Tuesday

May 9, 2000

Caring for Surfaces

by Mona Van Duyn

Broadcast Date: TUESDAY: May 9, 2000

Poems: "Caring for Surfaces," by Mona Van Duyn, from Letters From a Father and Other Poems (Atheneum).

It's the birthday of poet CHARLES SIMIC, born in Belgrade, Yugoslavia (1938). After WWII, when he was 11, his family moved to Chicago. He said his poetry was most influenced by listening to American jazz: people like Sonny Rollins and Charlie Parker. His book of prose poems, The World Doesn't End (1990) won the Pulitzer Prize.

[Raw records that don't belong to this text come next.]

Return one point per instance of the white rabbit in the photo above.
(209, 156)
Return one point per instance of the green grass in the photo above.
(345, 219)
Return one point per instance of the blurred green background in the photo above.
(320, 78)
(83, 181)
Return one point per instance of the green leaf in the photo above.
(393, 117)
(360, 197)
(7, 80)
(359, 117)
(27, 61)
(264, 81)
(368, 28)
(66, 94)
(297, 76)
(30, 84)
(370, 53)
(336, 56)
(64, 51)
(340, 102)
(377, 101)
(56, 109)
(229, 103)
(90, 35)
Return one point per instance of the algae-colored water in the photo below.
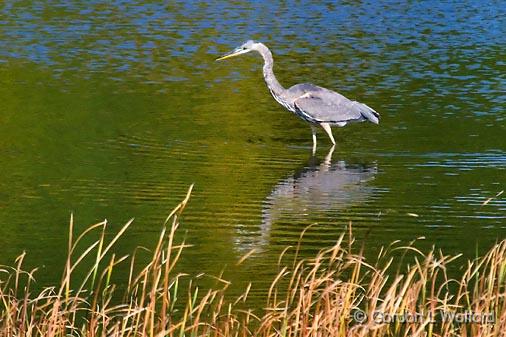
(112, 110)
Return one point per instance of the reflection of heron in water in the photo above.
(314, 190)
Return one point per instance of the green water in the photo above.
(112, 110)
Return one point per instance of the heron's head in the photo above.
(246, 47)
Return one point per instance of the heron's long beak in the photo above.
(233, 53)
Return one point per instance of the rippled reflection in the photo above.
(319, 188)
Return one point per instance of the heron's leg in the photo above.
(326, 127)
(328, 158)
(313, 131)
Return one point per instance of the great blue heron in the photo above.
(314, 104)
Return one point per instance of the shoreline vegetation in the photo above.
(335, 293)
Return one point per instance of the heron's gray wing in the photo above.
(321, 105)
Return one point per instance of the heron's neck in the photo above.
(274, 86)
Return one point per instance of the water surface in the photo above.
(112, 110)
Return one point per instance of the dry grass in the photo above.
(309, 297)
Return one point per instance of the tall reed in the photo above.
(335, 293)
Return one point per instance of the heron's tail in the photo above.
(369, 113)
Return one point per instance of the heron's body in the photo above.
(316, 105)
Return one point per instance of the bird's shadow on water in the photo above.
(319, 190)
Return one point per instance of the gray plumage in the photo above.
(314, 104)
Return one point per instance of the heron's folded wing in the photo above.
(331, 107)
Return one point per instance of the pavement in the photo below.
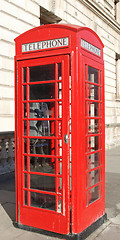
(110, 230)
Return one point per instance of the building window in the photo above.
(47, 17)
(118, 76)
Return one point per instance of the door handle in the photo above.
(66, 138)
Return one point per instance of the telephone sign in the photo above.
(54, 43)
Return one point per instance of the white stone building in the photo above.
(18, 16)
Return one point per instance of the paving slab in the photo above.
(112, 232)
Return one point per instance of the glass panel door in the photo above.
(45, 155)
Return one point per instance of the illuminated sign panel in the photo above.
(88, 46)
(47, 44)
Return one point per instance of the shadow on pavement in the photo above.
(7, 194)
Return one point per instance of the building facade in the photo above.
(102, 16)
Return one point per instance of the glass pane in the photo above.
(93, 143)
(25, 145)
(25, 180)
(93, 126)
(42, 110)
(24, 72)
(25, 110)
(25, 163)
(60, 185)
(59, 71)
(59, 128)
(93, 109)
(59, 171)
(60, 90)
(25, 197)
(24, 90)
(93, 75)
(42, 91)
(45, 183)
(93, 177)
(41, 200)
(42, 128)
(59, 204)
(43, 165)
(93, 92)
(42, 146)
(93, 160)
(42, 73)
(60, 147)
(25, 128)
(59, 109)
(94, 194)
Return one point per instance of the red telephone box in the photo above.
(60, 130)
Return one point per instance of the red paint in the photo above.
(84, 197)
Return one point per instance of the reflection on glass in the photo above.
(59, 109)
(93, 74)
(60, 147)
(24, 72)
(42, 146)
(25, 180)
(41, 182)
(93, 109)
(25, 163)
(59, 204)
(60, 185)
(25, 145)
(93, 177)
(25, 110)
(24, 88)
(43, 165)
(42, 91)
(93, 160)
(60, 166)
(25, 128)
(94, 194)
(59, 90)
(93, 92)
(42, 73)
(25, 197)
(42, 128)
(42, 109)
(93, 126)
(93, 143)
(59, 71)
(41, 200)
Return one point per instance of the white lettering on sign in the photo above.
(90, 47)
(54, 43)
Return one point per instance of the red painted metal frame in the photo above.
(82, 215)
(42, 218)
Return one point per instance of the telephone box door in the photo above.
(43, 144)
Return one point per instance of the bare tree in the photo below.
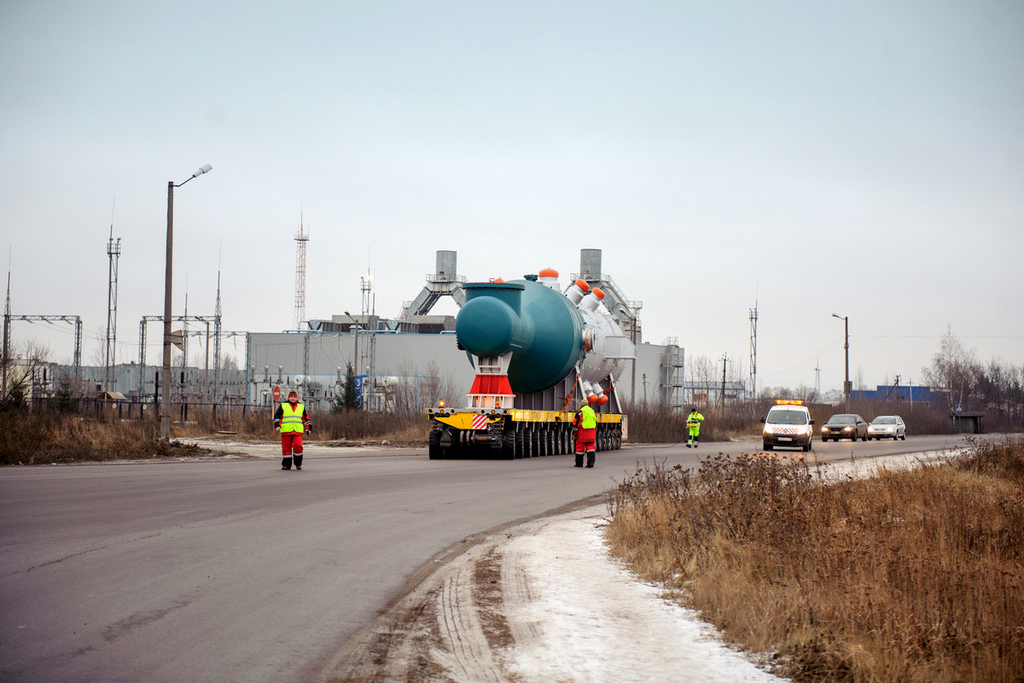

It's the birthday of playwright ALAN BENNETT, born in Leeds, Yorkshire, England (1934). He taught medieval history for a while at Oxford, and he joined with three other young men in the revue Beyond the Fringe (1963). He went on to write plays for the stage and for television, as well as for movies. His big hit was The Madness of King George (1994); his current play is The Lady in the Van.

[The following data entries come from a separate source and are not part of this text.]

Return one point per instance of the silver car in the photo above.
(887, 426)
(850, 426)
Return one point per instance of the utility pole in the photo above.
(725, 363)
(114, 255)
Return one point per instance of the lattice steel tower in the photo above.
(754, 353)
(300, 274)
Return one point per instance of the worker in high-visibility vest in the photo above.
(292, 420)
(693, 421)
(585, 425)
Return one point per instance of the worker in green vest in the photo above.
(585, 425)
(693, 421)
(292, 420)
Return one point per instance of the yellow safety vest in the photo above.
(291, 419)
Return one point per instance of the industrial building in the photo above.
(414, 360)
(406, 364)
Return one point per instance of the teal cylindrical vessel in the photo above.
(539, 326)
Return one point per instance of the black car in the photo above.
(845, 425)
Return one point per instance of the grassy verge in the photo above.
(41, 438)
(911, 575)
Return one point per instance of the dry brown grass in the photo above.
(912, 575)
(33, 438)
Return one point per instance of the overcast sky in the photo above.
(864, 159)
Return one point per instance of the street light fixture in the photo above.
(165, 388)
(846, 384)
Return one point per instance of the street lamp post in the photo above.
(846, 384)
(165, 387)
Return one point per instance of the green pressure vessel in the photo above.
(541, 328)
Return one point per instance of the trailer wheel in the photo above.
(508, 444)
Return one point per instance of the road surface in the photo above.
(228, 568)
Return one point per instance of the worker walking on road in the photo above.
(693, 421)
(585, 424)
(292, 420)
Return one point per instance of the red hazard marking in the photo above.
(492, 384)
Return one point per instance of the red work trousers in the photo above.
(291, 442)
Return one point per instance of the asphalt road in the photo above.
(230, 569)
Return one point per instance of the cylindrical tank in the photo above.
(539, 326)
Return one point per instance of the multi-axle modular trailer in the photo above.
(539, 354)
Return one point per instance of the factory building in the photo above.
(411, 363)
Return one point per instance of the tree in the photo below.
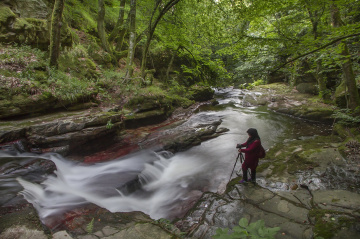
(55, 34)
(132, 40)
(120, 28)
(101, 26)
(349, 77)
(153, 22)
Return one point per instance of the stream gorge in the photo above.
(193, 188)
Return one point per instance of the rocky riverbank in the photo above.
(308, 187)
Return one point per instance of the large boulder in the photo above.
(200, 93)
(307, 88)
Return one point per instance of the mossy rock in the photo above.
(82, 68)
(29, 31)
(307, 88)
(200, 93)
(6, 15)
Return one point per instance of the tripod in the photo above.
(238, 173)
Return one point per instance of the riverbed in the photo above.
(170, 183)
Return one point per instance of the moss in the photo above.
(21, 23)
(6, 14)
(82, 67)
(327, 222)
(283, 158)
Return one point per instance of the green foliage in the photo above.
(90, 226)
(68, 88)
(168, 226)
(347, 117)
(245, 230)
(109, 124)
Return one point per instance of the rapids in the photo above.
(166, 181)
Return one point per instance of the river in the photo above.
(169, 181)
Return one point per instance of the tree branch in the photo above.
(313, 51)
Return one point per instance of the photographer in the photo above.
(251, 150)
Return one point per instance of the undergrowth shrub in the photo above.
(245, 230)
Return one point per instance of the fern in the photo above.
(90, 226)
(245, 230)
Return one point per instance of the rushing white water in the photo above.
(166, 181)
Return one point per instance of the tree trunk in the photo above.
(120, 22)
(349, 77)
(151, 30)
(132, 40)
(101, 26)
(55, 35)
(321, 79)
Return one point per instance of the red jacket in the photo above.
(251, 154)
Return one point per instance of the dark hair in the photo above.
(253, 136)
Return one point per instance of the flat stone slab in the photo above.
(339, 200)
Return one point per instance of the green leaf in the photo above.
(243, 222)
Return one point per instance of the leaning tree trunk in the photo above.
(320, 77)
(151, 30)
(120, 22)
(132, 40)
(55, 35)
(101, 26)
(349, 77)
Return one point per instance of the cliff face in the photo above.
(28, 22)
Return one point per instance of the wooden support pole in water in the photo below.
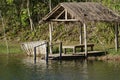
(60, 50)
(81, 42)
(47, 50)
(35, 55)
(116, 37)
(50, 37)
(85, 38)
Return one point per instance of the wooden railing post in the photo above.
(35, 55)
(46, 55)
(60, 50)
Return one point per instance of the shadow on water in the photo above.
(23, 68)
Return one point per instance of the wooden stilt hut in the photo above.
(84, 13)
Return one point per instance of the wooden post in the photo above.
(35, 55)
(116, 36)
(81, 42)
(65, 14)
(47, 55)
(60, 50)
(50, 36)
(85, 38)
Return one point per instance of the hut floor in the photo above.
(79, 55)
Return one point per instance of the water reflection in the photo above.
(23, 68)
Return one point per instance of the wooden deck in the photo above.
(75, 55)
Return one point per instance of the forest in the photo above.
(19, 21)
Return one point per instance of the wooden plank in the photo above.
(59, 20)
(85, 38)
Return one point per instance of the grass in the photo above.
(14, 48)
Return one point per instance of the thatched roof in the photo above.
(81, 11)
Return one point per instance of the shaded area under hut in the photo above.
(84, 13)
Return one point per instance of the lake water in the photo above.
(23, 68)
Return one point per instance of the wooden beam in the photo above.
(60, 14)
(85, 38)
(116, 36)
(63, 20)
(50, 37)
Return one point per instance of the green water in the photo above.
(23, 68)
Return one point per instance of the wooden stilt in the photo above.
(60, 50)
(47, 55)
(50, 37)
(116, 37)
(35, 55)
(81, 42)
(85, 38)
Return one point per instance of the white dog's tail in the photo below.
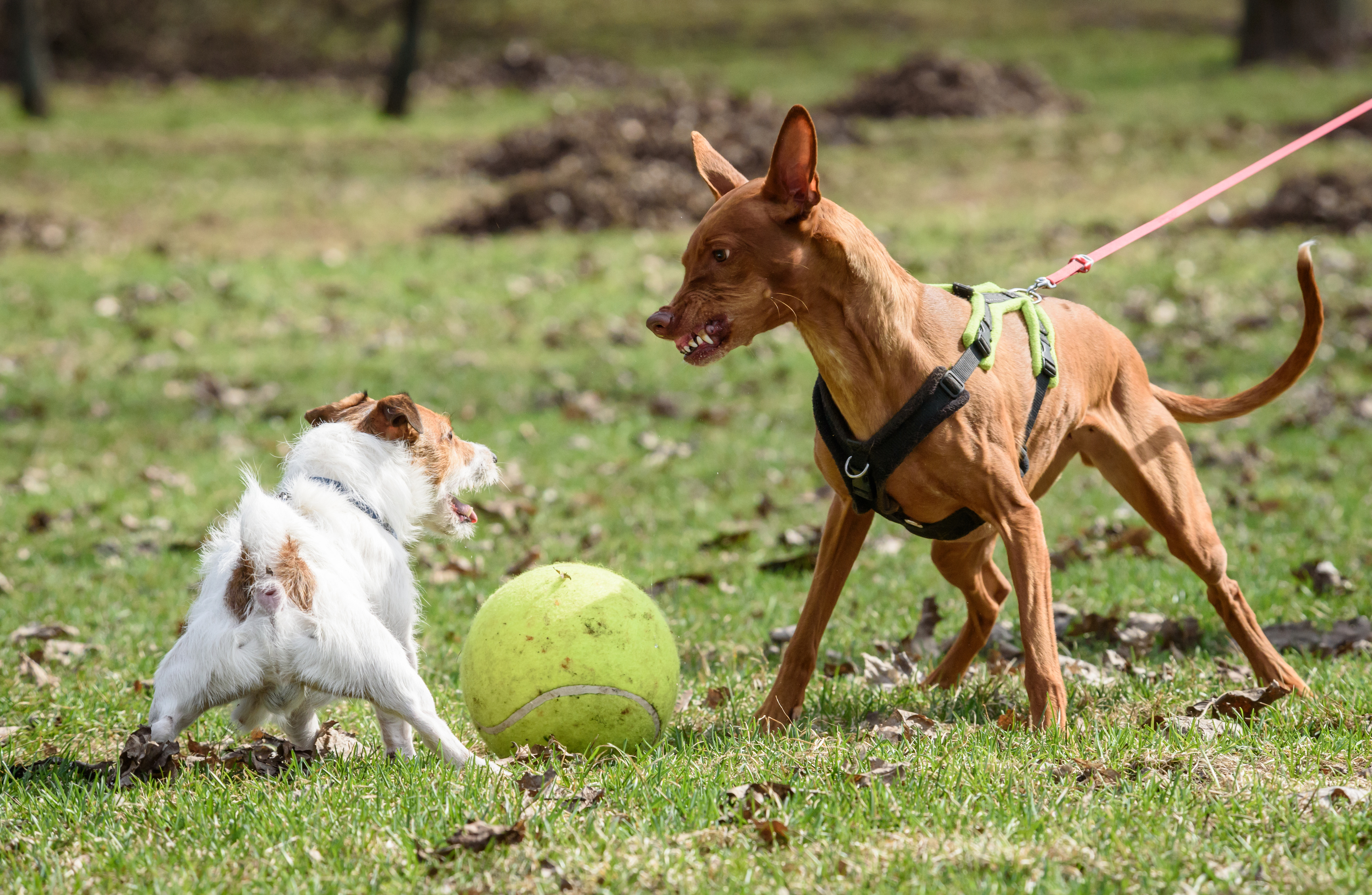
(271, 570)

It's the birthday of poet MONA VAN DUYN, born in Waterloo, Iowa (1921), winner of the National Book Award (1971) and the Bollingen Prize (1970), and the first woman to be made Poet Laureate of the United States (1992-93).

It's the birthday of novelist RICHARD (George) ADAMS, born in Newbury, Berkshire, England (1920). One day he started telling his daughters the story of a rabbit, and the story became the book Watership Down (1972).

It's the birthday of J(ames) M(atthew) BARRIE, born in Kirriemuir, Angus, Scotland (1860). He was a good friend of Arthur Conan Doyle?s, and he wrote a book in praise of smoking (My Lady Nicotine, 1890). His most famous work, though, was Peter Pan (1904), which he created out of his own sadness and longing for a happy childhood. His older brother died young, which made his mother withdraw emotionally from young James — he never felt she loved him. He would hear her say that her only consolation was that the dead child would remain a child forever. Barrie himself grew to only 5 feet and was always more comfortable around children. In the middle of his life, he fell in love with a whole family — a couple and their five boys — and he liked to tell the boys stories. One of his stories was about how all infants can fly, and how the baby of the family, named Peter, went out the window every night to fly around the park. He honed these stories, and the material grew into the story The Little White Bird (1902), and then into the play Peter Pan(1904). The youngest boy in the family, Peter, who hated his fame as the model for Peter Pan, later threw himself under a train, killing himself.